How do we prevent this situation from happening again? Clearly, a lot of our politicians were pretty sloppy. Signing a statutory declaration confirming your eligibility to stand for parliament is an important thing. I don’t doubt the sincerity of most of those caught in the current scandal when they say they were not aware of their other citizenship, but this is arguably a result of complacency (“well, I was born in Australia and I never applied for another citizenship, so…”). We know now that in order to be sure a potential candidate needs to check not just their own background, but also the citizenship laws of any country that either of their parents might have been associated with (and, if the Merino case is true, also their spouses).

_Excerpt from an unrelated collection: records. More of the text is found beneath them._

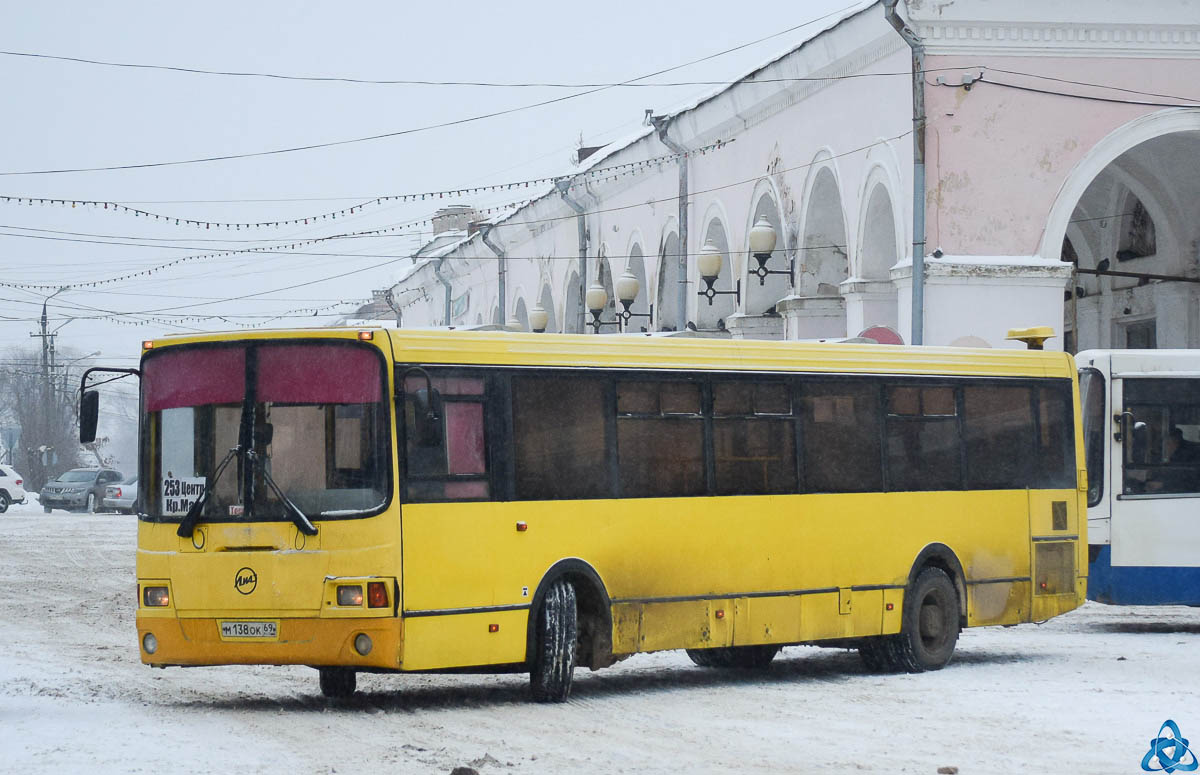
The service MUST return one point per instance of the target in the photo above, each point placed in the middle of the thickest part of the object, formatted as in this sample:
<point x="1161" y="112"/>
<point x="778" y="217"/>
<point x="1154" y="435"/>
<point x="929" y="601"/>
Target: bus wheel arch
<point x="594" y="612"/>
<point x="943" y="558"/>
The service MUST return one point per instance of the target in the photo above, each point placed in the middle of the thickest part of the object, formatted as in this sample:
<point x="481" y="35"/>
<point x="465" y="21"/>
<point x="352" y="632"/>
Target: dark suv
<point x="78" y="490"/>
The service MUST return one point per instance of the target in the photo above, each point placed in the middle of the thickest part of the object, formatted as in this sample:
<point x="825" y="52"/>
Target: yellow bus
<point x="393" y="500"/>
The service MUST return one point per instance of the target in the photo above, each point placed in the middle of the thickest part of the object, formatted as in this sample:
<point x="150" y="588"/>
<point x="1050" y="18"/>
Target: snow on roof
<point x="607" y="151"/>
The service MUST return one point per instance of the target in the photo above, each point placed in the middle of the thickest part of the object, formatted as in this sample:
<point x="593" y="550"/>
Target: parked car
<point x="11" y="490"/>
<point x="79" y="488"/>
<point x="120" y="498"/>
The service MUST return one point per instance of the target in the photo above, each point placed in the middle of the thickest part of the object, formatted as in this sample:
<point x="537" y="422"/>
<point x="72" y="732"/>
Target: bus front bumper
<point x="298" y="641"/>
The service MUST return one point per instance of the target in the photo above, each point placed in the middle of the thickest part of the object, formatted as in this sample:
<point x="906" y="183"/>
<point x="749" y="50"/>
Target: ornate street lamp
<point x="709" y="264"/>
<point x="595" y="299"/>
<point x="762" y="244"/>
<point x="627" y="292"/>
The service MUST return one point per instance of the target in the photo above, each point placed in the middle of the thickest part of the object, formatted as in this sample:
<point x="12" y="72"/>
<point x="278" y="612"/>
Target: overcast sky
<point x="69" y="115"/>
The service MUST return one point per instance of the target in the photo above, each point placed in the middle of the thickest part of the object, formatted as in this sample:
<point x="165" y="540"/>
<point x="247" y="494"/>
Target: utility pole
<point x="45" y="404"/>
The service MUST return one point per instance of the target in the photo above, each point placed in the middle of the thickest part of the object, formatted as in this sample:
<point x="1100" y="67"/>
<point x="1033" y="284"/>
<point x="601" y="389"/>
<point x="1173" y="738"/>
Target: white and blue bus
<point x="1141" y="431"/>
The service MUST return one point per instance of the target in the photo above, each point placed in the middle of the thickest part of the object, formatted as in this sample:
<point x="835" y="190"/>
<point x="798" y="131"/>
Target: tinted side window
<point x="1056" y="438"/>
<point x="660" y="439"/>
<point x="445" y="446"/>
<point x="558" y="428"/>
<point x="997" y="422"/>
<point x="841" y="436"/>
<point x="754" y="438"/>
<point x="922" y="438"/>
<point x="1093" y="398"/>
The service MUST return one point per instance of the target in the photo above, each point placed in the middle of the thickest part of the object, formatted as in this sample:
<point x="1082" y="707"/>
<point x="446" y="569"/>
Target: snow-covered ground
<point x="1081" y="694"/>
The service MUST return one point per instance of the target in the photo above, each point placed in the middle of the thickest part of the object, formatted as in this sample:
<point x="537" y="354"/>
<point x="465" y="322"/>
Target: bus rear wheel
<point x="744" y="656"/>
<point x="930" y="626"/>
<point x="558" y="630"/>
<point x="337" y="682"/>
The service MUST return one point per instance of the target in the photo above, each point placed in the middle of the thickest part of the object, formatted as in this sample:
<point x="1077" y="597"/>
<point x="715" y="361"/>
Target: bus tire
<point x="558" y="630"/>
<point x="735" y="656"/>
<point x="337" y="682"/>
<point x="930" y="625"/>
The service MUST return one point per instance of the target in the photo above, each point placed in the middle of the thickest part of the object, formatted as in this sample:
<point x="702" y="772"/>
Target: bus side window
<point x="841" y="436"/>
<point x="1163" y="456"/>
<point x="558" y="438"/>
<point x="923" y="438"/>
<point x="1056" y="439"/>
<point x="997" y="422"/>
<point x="754" y="438"/>
<point x="660" y="439"/>
<point x="445" y="452"/>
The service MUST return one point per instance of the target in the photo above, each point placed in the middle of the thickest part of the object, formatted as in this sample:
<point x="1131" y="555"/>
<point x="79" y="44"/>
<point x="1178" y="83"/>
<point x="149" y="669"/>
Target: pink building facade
<point x="1062" y="167"/>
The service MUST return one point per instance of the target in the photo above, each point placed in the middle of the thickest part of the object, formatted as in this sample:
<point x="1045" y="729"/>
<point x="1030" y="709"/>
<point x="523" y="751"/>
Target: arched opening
<point x="1132" y="238"/>
<point x="573" y="306"/>
<point x="819" y="310"/>
<point x="713" y="316"/>
<point x="521" y="314"/>
<point x="870" y="295"/>
<point x="547" y="304"/>
<point x="666" y="310"/>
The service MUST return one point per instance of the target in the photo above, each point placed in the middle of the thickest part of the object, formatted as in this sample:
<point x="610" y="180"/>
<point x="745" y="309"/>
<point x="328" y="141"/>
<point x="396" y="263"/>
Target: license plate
<point x="250" y="630"/>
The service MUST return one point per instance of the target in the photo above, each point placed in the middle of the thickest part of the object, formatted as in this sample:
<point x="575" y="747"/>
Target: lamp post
<point x="709" y="263"/>
<point x="595" y="299"/>
<point x="762" y="245"/>
<point x="627" y="292"/>
<point x="538" y="319"/>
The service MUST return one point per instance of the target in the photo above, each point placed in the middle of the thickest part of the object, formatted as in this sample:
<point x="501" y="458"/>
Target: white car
<point x="120" y="498"/>
<point x="11" y="487"/>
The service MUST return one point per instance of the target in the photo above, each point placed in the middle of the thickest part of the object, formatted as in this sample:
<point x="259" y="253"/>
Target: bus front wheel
<point x="744" y="656"/>
<point x="930" y="626"/>
<point x="337" y="682"/>
<point x="558" y="630"/>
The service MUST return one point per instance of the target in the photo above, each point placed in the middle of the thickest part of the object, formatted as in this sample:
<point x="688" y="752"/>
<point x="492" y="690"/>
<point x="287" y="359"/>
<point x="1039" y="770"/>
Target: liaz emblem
<point x="245" y="581"/>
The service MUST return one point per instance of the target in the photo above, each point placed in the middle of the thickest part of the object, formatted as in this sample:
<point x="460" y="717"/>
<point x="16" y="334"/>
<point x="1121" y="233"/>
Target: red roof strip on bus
<point x="318" y="373"/>
<point x="193" y="378"/>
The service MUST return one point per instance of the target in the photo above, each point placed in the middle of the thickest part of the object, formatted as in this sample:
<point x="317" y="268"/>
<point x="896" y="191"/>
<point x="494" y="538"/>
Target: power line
<point x="421" y="128"/>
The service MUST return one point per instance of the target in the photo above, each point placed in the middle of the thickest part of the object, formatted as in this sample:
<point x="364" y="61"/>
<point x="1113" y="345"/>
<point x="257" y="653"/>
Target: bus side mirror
<point x="427" y="412"/>
<point x="89" y="413"/>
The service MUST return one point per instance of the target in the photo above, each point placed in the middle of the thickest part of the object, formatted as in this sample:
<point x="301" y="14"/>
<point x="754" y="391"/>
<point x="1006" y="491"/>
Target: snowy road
<point x="1081" y="694"/>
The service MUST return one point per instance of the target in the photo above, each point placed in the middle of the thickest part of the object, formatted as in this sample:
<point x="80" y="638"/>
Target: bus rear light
<point x="377" y="595"/>
<point x="349" y="596"/>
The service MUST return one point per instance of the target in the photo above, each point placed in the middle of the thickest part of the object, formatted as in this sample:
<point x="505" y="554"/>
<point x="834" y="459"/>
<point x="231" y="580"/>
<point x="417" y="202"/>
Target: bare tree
<point x="45" y="408"/>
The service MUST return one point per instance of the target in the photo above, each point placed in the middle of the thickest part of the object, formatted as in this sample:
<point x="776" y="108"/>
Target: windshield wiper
<point x="301" y="521"/>
<point x="193" y="515"/>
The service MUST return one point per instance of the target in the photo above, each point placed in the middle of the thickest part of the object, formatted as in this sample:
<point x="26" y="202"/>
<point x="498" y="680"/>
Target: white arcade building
<point x="1055" y="149"/>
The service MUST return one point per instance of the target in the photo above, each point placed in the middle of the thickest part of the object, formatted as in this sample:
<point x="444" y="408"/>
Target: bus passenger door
<point x="1156" y="472"/>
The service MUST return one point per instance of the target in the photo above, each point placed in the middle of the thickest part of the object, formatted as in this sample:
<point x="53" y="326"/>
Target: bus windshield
<point x="311" y="416"/>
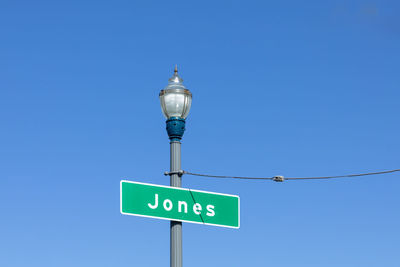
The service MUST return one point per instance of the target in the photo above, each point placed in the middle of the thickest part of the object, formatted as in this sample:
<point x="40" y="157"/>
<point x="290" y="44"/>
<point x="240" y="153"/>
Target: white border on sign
<point x="172" y="219"/>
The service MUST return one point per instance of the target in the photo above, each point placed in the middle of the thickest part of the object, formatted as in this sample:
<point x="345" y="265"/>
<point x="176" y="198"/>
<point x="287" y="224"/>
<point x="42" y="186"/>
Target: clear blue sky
<point x="297" y="88"/>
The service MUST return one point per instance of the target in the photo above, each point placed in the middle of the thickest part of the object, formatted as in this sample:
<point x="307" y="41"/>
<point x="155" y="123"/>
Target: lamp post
<point x="175" y="103"/>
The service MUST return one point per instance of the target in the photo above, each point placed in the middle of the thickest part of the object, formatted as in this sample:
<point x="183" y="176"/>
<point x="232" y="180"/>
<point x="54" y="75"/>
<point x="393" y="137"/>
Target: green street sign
<point x="179" y="204"/>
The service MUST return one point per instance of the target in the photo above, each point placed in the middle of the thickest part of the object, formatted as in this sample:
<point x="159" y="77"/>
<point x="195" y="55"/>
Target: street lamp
<point x="176" y="101"/>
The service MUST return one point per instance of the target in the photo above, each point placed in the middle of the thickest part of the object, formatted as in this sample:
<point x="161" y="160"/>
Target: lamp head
<point x="175" y="98"/>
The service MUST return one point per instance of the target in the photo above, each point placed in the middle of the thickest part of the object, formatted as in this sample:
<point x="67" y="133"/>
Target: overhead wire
<point x="282" y="178"/>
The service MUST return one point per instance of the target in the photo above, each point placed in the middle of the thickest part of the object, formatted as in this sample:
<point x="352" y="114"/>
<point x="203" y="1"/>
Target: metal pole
<point x="176" y="227"/>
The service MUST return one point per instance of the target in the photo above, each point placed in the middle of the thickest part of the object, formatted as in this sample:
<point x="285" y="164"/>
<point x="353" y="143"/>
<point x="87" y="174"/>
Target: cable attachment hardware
<point x="278" y="178"/>
<point x="180" y="173"/>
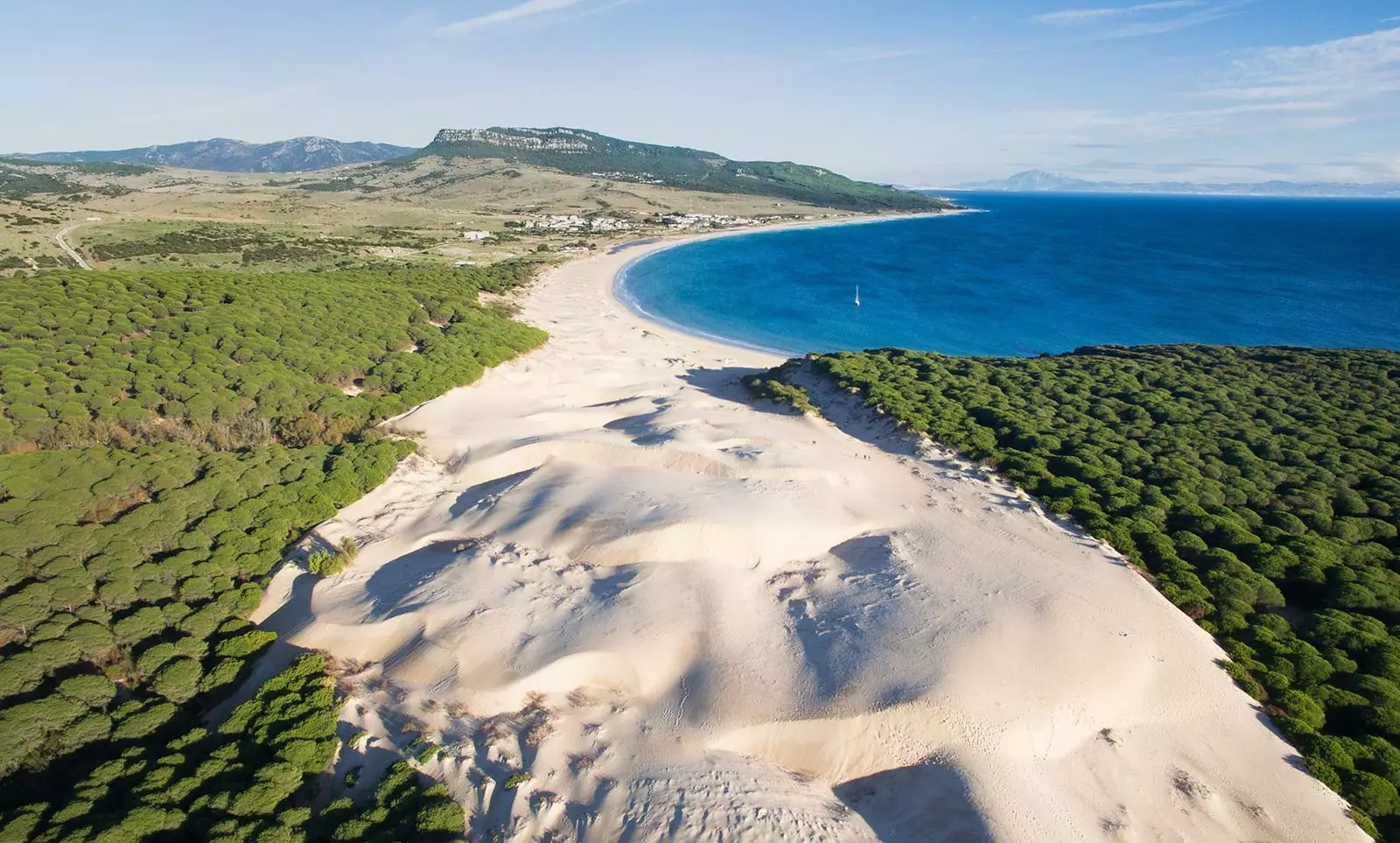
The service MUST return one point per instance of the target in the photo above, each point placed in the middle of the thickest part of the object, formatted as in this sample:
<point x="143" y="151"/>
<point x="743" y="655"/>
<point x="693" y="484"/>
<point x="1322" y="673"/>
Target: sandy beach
<point x="630" y="605"/>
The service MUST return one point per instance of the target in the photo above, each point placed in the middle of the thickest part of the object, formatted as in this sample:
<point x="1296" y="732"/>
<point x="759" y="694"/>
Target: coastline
<point x="655" y="245"/>
<point x="676" y="609"/>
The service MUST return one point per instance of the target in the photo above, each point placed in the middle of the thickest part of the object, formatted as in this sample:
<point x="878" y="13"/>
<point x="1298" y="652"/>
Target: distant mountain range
<point x="576" y="151"/>
<point x="238" y="156"/>
<point x="1040" y="181"/>
<point x="587" y="153"/>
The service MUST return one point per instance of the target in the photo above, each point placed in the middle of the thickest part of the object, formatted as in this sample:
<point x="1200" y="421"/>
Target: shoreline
<point x="648" y="248"/>
<point x="690" y="615"/>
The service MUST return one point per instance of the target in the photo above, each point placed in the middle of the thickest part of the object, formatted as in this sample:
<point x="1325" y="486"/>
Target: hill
<point x="1040" y="181"/>
<point x="238" y="156"/>
<point x="587" y="153"/>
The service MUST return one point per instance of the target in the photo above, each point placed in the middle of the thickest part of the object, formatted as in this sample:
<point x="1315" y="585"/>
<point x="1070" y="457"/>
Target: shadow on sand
<point x="945" y="811"/>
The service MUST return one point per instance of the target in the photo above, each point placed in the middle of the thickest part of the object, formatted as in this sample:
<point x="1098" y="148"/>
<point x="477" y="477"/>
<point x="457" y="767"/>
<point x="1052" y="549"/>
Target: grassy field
<point x="352" y="216"/>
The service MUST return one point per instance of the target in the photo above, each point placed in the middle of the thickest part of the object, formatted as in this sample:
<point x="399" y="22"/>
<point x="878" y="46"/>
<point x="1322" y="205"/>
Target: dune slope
<point x="685" y="618"/>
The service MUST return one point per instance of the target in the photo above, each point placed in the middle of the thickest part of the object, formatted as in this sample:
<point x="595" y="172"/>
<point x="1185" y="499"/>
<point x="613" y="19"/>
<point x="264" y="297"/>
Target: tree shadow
<point x="727" y="384"/>
<point x="942" y="808"/>
<point x="391" y="583"/>
<point x="475" y="496"/>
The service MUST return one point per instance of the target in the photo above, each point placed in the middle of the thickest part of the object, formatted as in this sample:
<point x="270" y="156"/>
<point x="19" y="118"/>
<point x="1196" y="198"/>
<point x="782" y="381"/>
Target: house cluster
<point x="576" y="223"/>
<point x="706" y="220"/>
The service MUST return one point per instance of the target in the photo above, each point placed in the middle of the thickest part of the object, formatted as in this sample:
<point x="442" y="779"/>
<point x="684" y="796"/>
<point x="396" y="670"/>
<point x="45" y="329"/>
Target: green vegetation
<point x="252" y="244"/>
<point x="772" y="387"/>
<point x="324" y="563"/>
<point x="247" y="780"/>
<point x="167" y="436"/>
<point x="202" y="357"/>
<point x="1260" y="488"/>
<point x="18" y="182"/>
<point x="587" y="153"/>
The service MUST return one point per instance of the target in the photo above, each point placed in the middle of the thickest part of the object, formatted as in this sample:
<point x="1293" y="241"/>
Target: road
<point x="70" y="251"/>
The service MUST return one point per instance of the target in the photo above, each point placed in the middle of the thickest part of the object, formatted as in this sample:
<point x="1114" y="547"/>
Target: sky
<point x="926" y="93"/>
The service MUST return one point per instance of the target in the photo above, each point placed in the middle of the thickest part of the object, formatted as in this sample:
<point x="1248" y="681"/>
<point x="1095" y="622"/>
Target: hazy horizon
<point x="898" y="91"/>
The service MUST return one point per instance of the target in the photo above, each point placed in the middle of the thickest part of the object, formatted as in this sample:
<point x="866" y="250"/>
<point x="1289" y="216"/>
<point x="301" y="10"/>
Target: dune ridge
<point x="686" y="618"/>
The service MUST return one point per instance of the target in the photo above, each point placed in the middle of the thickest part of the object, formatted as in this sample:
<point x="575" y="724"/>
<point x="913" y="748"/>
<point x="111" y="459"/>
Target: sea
<point x="1045" y="273"/>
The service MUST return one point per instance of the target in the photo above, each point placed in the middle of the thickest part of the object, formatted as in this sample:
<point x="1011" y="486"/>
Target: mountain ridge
<point x="226" y="154"/>
<point x="583" y="151"/>
<point x="1040" y="181"/>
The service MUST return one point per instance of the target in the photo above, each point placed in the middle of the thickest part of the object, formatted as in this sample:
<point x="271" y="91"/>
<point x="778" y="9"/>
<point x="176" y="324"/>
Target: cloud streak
<point x="1080" y="16"/>
<point x="504" y="16"/>
<point x="1144" y="18"/>
<point x="1278" y="88"/>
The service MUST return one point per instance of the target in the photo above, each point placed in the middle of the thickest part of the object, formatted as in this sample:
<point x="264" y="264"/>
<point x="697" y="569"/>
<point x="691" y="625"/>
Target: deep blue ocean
<point x="1046" y="273"/>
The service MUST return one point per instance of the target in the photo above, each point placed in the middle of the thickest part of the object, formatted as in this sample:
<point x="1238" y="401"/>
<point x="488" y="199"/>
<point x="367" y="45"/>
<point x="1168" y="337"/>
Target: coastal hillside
<point x="1259" y="488"/>
<point x="587" y="153"/>
<point x="238" y="156"/>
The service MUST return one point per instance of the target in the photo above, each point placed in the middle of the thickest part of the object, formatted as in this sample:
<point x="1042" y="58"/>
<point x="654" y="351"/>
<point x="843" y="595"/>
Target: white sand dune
<point x="693" y="619"/>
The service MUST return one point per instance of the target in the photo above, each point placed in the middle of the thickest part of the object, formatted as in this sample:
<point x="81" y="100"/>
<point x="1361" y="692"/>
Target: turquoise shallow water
<point x="1046" y="273"/>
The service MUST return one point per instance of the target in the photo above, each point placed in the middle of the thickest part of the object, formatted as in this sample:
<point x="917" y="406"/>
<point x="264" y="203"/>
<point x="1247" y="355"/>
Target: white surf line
<point x="69" y="249"/>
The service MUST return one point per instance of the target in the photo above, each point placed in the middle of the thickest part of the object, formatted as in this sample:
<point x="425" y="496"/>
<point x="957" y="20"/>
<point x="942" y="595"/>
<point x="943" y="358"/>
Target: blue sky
<point x="914" y="91"/>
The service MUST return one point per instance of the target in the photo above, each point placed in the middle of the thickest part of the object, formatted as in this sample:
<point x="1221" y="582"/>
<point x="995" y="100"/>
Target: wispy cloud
<point x="1332" y="73"/>
<point x="1080" y="16"/>
<point x="504" y="16"/>
<point x="1144" y="18"/>
<point x="1306" y="87"/>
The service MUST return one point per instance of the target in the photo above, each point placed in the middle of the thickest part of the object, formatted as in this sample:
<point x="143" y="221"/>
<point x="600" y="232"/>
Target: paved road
<point x="70" y="251"/>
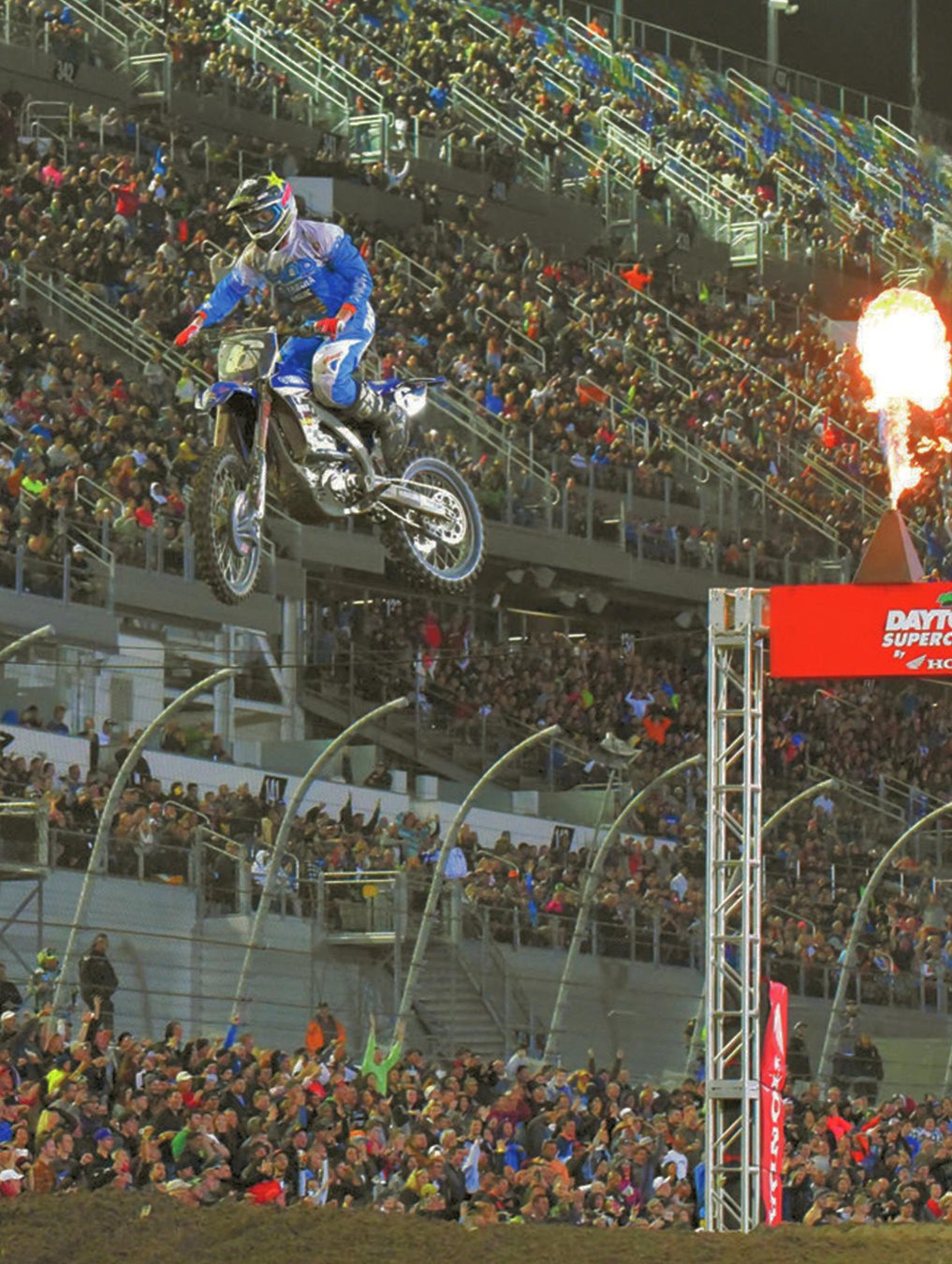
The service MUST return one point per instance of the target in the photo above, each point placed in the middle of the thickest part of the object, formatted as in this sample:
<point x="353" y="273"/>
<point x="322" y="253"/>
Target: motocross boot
<point x="387" y="419"/>
<point x="320" y="444"/>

Are we going to change the laws? Some argue that in our multicultural age, where so many Australians are either foreign born or have at least one parent born overseas, it is silly to require mono-citizenship of our politicians. I have no strong views on the issue, but in terms of practicality changing this rule would require a constitutional amendment and I can’t see a government of any stripe going to the Australian people with a referendum on such a narrow policy question, which only concerns and benefits the politicians themselves.

I don’t think we’re quite yet at the beginning of the end, but I sincerely hope we’re at least at the end of the beginning of the current sorry saga. Just about the only certain thing is that things will get even more “interesting” in the coming weeks. The circus is very much still in town.